Cahill, Christine M. MS et al
Anesthesia & Analgesia: July 2017
Extracorporeal membrane oxygenation supplies oxygenated blood to the body supporting the heart and lungs. Survival rates of 20% to 50% are reported among patients receiving ECMO for cardiac arrest, severe cardiogenic shock, or failure to wean from cardiopulmonary bypass following cardiac surgery. Bleeding is one of the most common complications in ECMO patients due to coagulopathy, systemic anticoagulation, and the presence of large bore cannulas at systemic pressure. Absence of a standardized transfusion protocol in this population leads to inconsistent transfusion practices. Here, we assess a newly developed dedicated transfusion protocol in this clinical setting.

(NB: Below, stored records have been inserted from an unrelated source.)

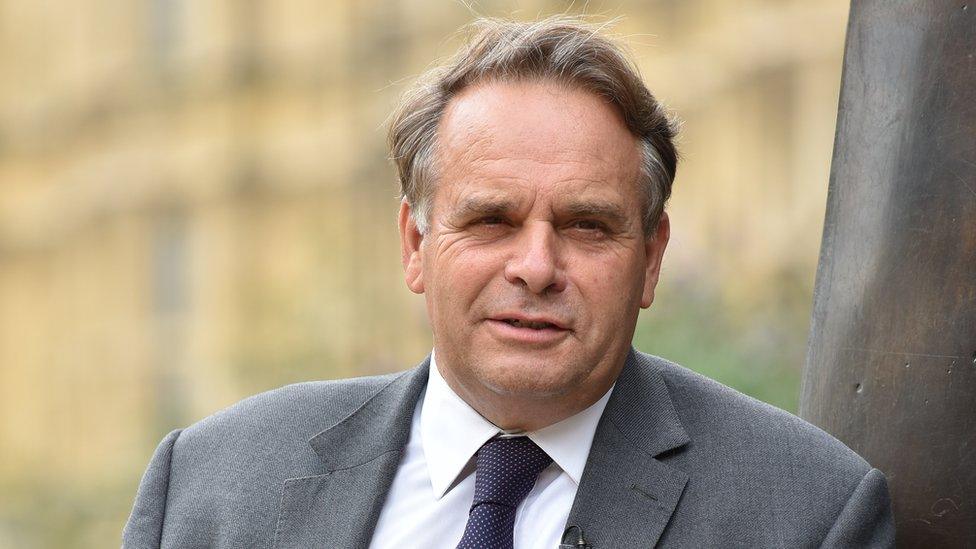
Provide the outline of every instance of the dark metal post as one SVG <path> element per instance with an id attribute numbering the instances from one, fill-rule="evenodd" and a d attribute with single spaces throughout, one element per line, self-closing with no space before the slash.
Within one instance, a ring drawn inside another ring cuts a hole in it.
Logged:
<path id="1" fill-rule="evenodd" d="M 800 414 L 976 547 L 976 1 L 852 2 Z"/>

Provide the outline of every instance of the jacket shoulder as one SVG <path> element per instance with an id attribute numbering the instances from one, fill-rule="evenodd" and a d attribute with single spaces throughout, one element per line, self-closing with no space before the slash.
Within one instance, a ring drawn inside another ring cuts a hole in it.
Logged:
<path id="1" fill-rule="evenodd" d="M 288 385 L 171 435 L 162 546 L 269 544 L 284 480 L 325 472 L 309 440 L 406 374 Z"/>
<path id="2" fill-rule="evenodd" d="M 847 472 L 858 480 L 871 469 L 844 443 L 789 412 L 663 358 L 641 358 L 664 378 L 682 425 L 700 450 L 791 457 L 795 466 Z"/>

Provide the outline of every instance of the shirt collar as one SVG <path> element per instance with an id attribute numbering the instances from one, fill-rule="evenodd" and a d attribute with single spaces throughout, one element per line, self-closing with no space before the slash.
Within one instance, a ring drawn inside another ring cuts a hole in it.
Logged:
<path id="1" fill-rule="evenodd" d="M 589 408 L 559 423 L 526 433 L 577 485 L 611 392 L 613 387 Z M 420 409 L 420 439 L 435 498 L 447 493 L 475 452 L 499 432 L 501 429 L 451 389 L 431 355 L 427 390 Z"/>

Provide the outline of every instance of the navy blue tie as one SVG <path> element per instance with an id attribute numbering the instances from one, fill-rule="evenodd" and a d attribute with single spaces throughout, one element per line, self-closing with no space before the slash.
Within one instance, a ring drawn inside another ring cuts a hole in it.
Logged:
<path id="1" fill-rule="evenodd" d="M 515 509 L 550 463 L 528 437 L 486 442 L 478 450 L 474 503 L 457 549 L 512 549 Z"/>

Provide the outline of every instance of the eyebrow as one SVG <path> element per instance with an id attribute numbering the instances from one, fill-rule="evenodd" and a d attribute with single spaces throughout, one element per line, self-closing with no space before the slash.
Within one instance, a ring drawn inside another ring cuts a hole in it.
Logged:
<path id="1" fill-rule="evenodd" d="M 517 208 L 518 202 L 510 198 L 475 195 L 465 197 L 455 212 L 461 216 L 499 215 Z"/>
<path id="2" fill-rule="evenodd" d="M 564 210 L 573 217 L 595 217 L 613 223 L 626 223 L 627 221 L 627 214 L 618 204 L 602 200 L 570 202 L 564 206 Z"/>

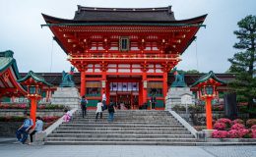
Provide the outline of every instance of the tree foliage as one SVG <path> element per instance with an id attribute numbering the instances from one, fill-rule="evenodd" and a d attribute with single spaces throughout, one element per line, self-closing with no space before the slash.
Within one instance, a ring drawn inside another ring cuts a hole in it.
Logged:
<path id="1" fill-rule="evenodd" d="M 237 23 L 239 29 L 234 31 L 238 42 L 234 48 L 240 50 L 228 61 L 230 73 L 236 73 L 236 78 L 229 83 L 236 94 L 238 101 L 248 102 L 248 108 L 253 107 L 256 98 L 256 16 L 247 16 Z"/>

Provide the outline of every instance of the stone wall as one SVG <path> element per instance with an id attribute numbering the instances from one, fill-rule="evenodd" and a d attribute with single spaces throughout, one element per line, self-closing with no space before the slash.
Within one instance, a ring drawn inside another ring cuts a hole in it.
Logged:
<path id="1" fill-rule="evenodd" d="M 23 122 L 0 122 L 0 136 L 15 137 L 16 131 L 23 125 Z"/>
<path id="2" fill-rule="evenodd" d="M 180 117 L 186 120 L 192 126 L 204 126 L 206 125 L 206 113 L 205 112 L 189 112 L 188 115 L 185 111 L 175 111 Z M 213 119 L 220 119 L 224 117 L 224 111 L 214 111 Z M 238 114 L 239 119 L 248 119 L 248 114 Z"/>
<path id="3" fill-rule="evenodd" d="M 18 116 L 18 117 L 23 117 L 25 113 L 30 113 L 30 110 L 25 110 L 25 109 L 0 109 L 0 117 L 5 117 L 5 116 Z M 45 117 L 45 116 L 58 116 L 61 117 L 63 116 L 64 111 L 62 109 L 54 109 L 54 110 L 49 110 L 49 109 L 43 109 L 43 110 L 37 110 L 36 111 L 36 116 L 39 117 Z"/>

Data were retrospectively reviewed for the first 30 consecutive cardiac ECMO patients prior and post implementation of the ECMO transfusion protocol. Diagnoses, laboratory results, blood component utilization, and outcomes were collected and analyzed.

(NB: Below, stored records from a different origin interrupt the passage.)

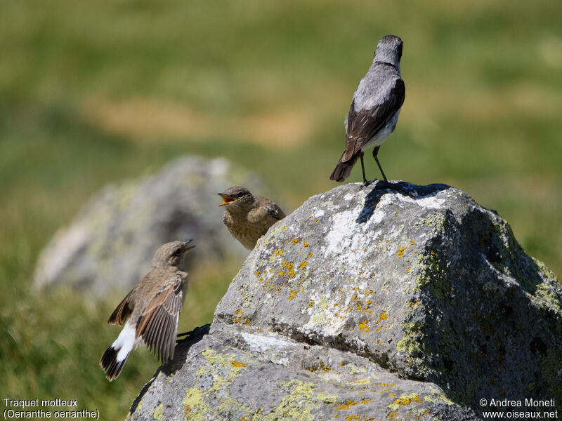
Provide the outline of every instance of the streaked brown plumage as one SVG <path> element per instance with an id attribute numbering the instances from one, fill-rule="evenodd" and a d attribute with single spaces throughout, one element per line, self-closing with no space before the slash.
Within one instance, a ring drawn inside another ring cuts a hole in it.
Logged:
<path id="1" fill-rule="evenodd" d="M 245 187 L 229 187 L 218 195 L 223 198 L 220 206 L 224 206 L 223 222 L 233 236 L 248 250 L 252 250 L 258 239 L 278 220 L 285 213 L 275 203 L 254 196 Z"/>
<path id="2" fill-rule="evenodd" d="M 125 326 L 105 350 L 100 365 L 110 381 L 121 373 L 129 352 L 145 345 L 162 362 L 174 358 L 178 322 L 185 293 L 188 273 L 179 269 L 185 253 L 195 247 L 189 240 L 162 246 L 144 278 L 119 303 L 107 323 Z"/>

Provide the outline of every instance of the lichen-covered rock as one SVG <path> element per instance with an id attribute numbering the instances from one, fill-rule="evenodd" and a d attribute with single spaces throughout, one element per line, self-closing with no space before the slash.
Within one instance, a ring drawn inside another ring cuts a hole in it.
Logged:
<path id="1" fill-rule="evenodd" d="M 178 347 L 128 420 L 478 419 L 436 385 L 401 379 L 355 354 L 249 326 L 216 323 L 205 335 L 208 328 Z"/>
<path id="2" fill-rule="evenodd" d="M 166 420 L 474 420 L 497 409 L 481 399 L 560 405 L 554 275 L 466 193 L 401 186 L 340 186 L 272 227 L 210 334 L 180 347 L 131 418 L 161 403 Z"/>
<path id="3" fill-rule="evenodd" d="M 157 174 L 105 187 L 42 251 L 34 286 L 71 285 L 95 296 L 127 290 L 150 269 L 164 243 L 195 239 L 186 262 L 240 257 L 246 252 L 221 222 L 217 192 L 231 185 L 256 192 L 254 175 L 224 159 L 185 156 Z"/>

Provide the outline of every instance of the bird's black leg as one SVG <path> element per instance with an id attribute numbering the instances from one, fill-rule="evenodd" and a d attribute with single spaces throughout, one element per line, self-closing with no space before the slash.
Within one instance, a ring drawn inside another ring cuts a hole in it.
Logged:
<path id="1" fill-rule="evenodd" d="M 363 151 L 361 151 L 361 154 L 359 156 L 361 159 L 361 171 L 363 172 L 363 185 L 368 186 L 371 184 L 370 182 L 367 181 L 367 177 L 365 175 L 365 163 L 363 163 Z"/>
<path id="2" fill-rule="evenodd" d="M 374 160 L 377 161 L 377 165 L 379 166 L 379 169 L 381 170 L 381 174 L 382 174 L 382 178 L 384 179 L 384 181 L 386 181 L 386 182 L 388 182 L 388 180 L 386 180 L 386 175 L 384 175 L 384 171 L 382 171 L 382 167 L 381 166 L 381 163 L 379 162 L 379 158 L 377 157 L 377 155 L 379 154 L 379 149 L 380 148 L 381 148 L 380 146 L 377 146 L 373 149 L 373 158 L 374 158 Z"/>

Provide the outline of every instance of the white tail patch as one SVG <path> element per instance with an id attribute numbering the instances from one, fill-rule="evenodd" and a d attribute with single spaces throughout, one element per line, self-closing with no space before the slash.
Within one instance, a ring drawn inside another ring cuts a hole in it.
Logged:
<path id="1" fill-rule="evenodd" d="M 130 320 L 130 319 L 129 319 Z M 115 350 L 119 350 L 117 352 L 117 362 L 126 360 L 131 352 L 134 348 L 137 347 L 142 340 L 139 338 L 135 340 L 135 326 L 132 323 L 127 321 L 125 327 L 121 330 L 121 333 L 117 336 L 117 339 L 111 345 L 111 347 Z"/>

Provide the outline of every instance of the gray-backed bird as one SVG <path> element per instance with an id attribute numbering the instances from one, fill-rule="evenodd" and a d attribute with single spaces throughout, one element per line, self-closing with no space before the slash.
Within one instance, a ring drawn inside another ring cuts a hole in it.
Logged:
<path id="1" fill-rule="evenodd" d="M 224 206 L 223 222 L 234 238 L 248 250 L 252 250 L 258 239 L 273 224 L 285 217 L 285 213 L 275 203 L 254 196 L 245 187 L 229 187 L 218 196 Z"/>
<path id="2" fill-rule="evenodd" d="M 402 40 L 394 35 L 386 35 L 379 41 L 373 64 L 353 95 L 346 121 L 346 149 L 330 180 L 345 180 L 359 158 L 363 182 L 369 184 L 365 175 L 363 153 L 365 149 L 374 147 L 373 157 L 386 184 L 388 184 L 377 154 L 381 145 L 396 127 L 404 102 L 405 88 L 400 74 L 402 46 Z"/>
<path id="3" fill-rule="evenodd" d="M 107 323 L 125 326 L 105 350 L 100 365 L 110 381 L 116 378 L 129 354 L 145 345 L 162 363 L 174 358 L 180 312 L 188 291 L 188 273 L 179 266 L 185 252 L 195 247 L 188 241 L 162 246 L 152 265 L 113 312 Z M 129 319 L 129 320 L 127 320 Z"/>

Comorbidities were similar between the 2 eras, as well as the pre-ECMO ejection fraction (P = .568) and duration on ECMO (P = .278). Transfusion utilization data revealed statistically significant decreases in almost all blood components and a savings in blood component acquisition costs of 51% ($175, 970). In addition, an almost 2-fold increase in survival rate was observed in the post-ECMO transfusion protocol era (63% vs 33%; relative risk = 1.82; 95% confidence interval, 1.07–3.10; P = .028).

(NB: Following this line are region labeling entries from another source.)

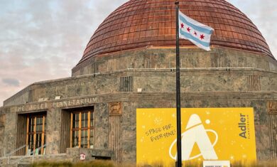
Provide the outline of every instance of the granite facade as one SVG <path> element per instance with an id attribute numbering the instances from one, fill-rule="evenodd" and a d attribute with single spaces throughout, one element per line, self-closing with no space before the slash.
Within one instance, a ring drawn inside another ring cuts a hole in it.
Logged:
<path id="1" fill-rule="evenodd" d="M 276 119 L 269 120 L 268 102 L 277 101 L 277 62 L 261 53 L 225 48 L 211 52 L 183 48 L 180 60 L 182 107 L 253 107 L 258 159 L 273 159 L 271 124 Z M 23 139 L 16 138 L 22 130 L 17 127 L 18 115 L 46 112 L 46 143 L 50 144 L 46 153 L 65 153 L 61 145 L 69 139 L 62 136 L 63 112 L 93 107 L 93 149 L 111 151 L 116 161 L 136 161 L 136 109 L 175 107 L 173 48 L 119 51 L 82 65 L 72 77 L 32 84 L 4 102 L 0 117 L 5 115 L 5 137 L 0 144 L 4 141 L 6 151 Z M 114 119 L 110 104 L 116 102 L 121 117 Z M 121 146 L 116 148 L 113 141 Z"/>

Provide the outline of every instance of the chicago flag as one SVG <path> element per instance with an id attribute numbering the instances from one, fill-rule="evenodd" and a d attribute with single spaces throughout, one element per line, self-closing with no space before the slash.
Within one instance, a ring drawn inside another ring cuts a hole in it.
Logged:
<path id="1" fill-rule="evenodd" d="M 211 36 L 214 29 L 188 17 L 179 11 L 179 36 L 190 41 L 195 45 L 210 50 Z"/>

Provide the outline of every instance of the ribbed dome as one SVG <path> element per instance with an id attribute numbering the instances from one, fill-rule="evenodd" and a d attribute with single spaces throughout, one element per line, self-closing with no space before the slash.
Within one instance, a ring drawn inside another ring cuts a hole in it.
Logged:
<path id="1" fill-rule="evenodd" d="M 261 52 L 273 57 L 256 26 L 229 3 L 224 0 L 179 1 L 183 13 L 214 29 L 211 45 Z M 175 0 L 131 0 L 99 26 L 80 63 L 100 53 L 175 45 Z M 193 45 L 186 40 L 181 40 L 180 45 Z"/>

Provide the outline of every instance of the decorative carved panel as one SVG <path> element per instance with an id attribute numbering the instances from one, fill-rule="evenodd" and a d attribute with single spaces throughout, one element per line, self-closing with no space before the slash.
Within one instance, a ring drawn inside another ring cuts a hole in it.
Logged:
<path id="1" fill-rule="evenodd" d="M 133 92 L 134 78 L 133 76 L 120 77 L 120 92 Z"/>
<path id="2" fill-rule="evenodd" d="M 109 115 L 121 115 L 121 102 L 110 102 L 109 106 Z"/>
<path id="3" fill-rule="evenodd" d="M 277 114 L 277 102 L 268 102 L 267 104 L 268 114 Z"/>
<path id="4" fill-rule="evenodd" d="M 114 151 L 115 160 L 122 161 L 122 104 L 110 102 L 109 149 Z"/>
<path id="5" fill-rule="evenodd" d="M 249 75 L 247 80 L 249 91 L 261 91 L 261 76 Z"/>

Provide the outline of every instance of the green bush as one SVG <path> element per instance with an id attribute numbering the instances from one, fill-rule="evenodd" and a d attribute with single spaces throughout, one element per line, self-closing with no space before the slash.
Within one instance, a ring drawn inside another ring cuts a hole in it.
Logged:
<path id="1" fill-rule="evenodd" d="M 136 163 L 117 163 L 112 161 L 94 160 L 91 161 L 78 161 L 72 163 L 69 161 L 40 161 L 31 165 L 31 167 L 134 167 Z M 162 163 L 156 162 L 149 165 L 140 165 L 138 167 L 163 167 Z M 175 167 L 175 163 L 172 163 L 170 167 Z M 202 167 L 201 161 L 191 161 L 183 163 L 183 167 Z M 277 163 L 272 162 L 258 162 L 258 163 L 242 163 L 233 162 L 231 167 L 276 167 Z"/>

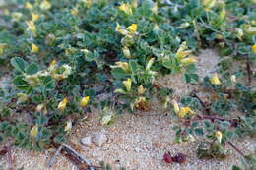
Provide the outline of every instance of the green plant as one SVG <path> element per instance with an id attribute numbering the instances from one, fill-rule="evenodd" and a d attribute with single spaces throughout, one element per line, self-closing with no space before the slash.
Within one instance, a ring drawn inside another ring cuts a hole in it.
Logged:
<path id="1" fill-rule="evenodd" d="M 150 110 L 152 96 L 171 109 L 172 89 L 157 78 L 179 73 L 212 97 L 173 101 L 184 121 L 175 127 L 178 142 L 203 136 L 216 157 L 231 139 L 255 135 L 255 1 L 171 2 L 6 2 L 0 67 L 12 70 L 13 85 L 0 90 L 0 140 L 42 150 L 65 142 L 92 107 L 104 109 L 103 124 L 123 110 Z M 199 82 L 195 55 L 202 47 L 218 47 L 224 60 L 214 77 Z M 231 71 L 233 61 L 245 67 Z M 241 115 L 233 118 L 234 109 Z"/>

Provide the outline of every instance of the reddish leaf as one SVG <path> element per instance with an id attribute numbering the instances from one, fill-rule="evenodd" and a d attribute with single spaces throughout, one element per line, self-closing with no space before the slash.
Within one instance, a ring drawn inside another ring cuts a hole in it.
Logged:
<path id="1" fill-rule="evenodd" d="M 171 163 L 172 162 L 170 152 L 164 153 L 163 161 L 166 162 L 166 163 Z"/>

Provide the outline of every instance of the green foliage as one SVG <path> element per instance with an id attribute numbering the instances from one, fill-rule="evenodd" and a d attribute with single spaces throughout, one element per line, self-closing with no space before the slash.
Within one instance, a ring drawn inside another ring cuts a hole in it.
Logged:
<path id="1" fill-rule="evenodd" d="M 172 90 L 158 84 L 165 74 L 182 74 L 211 95 L 183 96 L 175 112 L 186 125 L 175 128 L 176 142 L 202 136 L 213 142 L 207 156 L 218 157 L 226 142 L 255 135 L 255 2 L 166 2 L 8 1 L 0 67 L 12 68 L 12 85 L 0 89 L 0 140 L 41 150 L 65 142 L 68 123 L 92 107 L 104 108 L 103 124 L 125 109 L 150 110 L 155 99 L 168 109 Z M 194 55 L 202 47 L 218 47 L 224 60 L 220 78 L 199 83 Z M 246 68 L 231 70 L 234 60 Z M 98 101 L 101 94 L 108 97 Z M 232 118 L 235 109 L 242 115 Z"/>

Our data indicate that implementation of a standardized transfusion protocol, using more restrictive transfusion indications in cardiac ECMO patients, was associated with reduced blood product utilization, decreased complications, and improved survival. This multidepartmental approach facilitates better communication and adherence to consensus clinical decision making between intensive care unit, surgery, and transfusion service and optimizes care of complicated and acutely ill patients.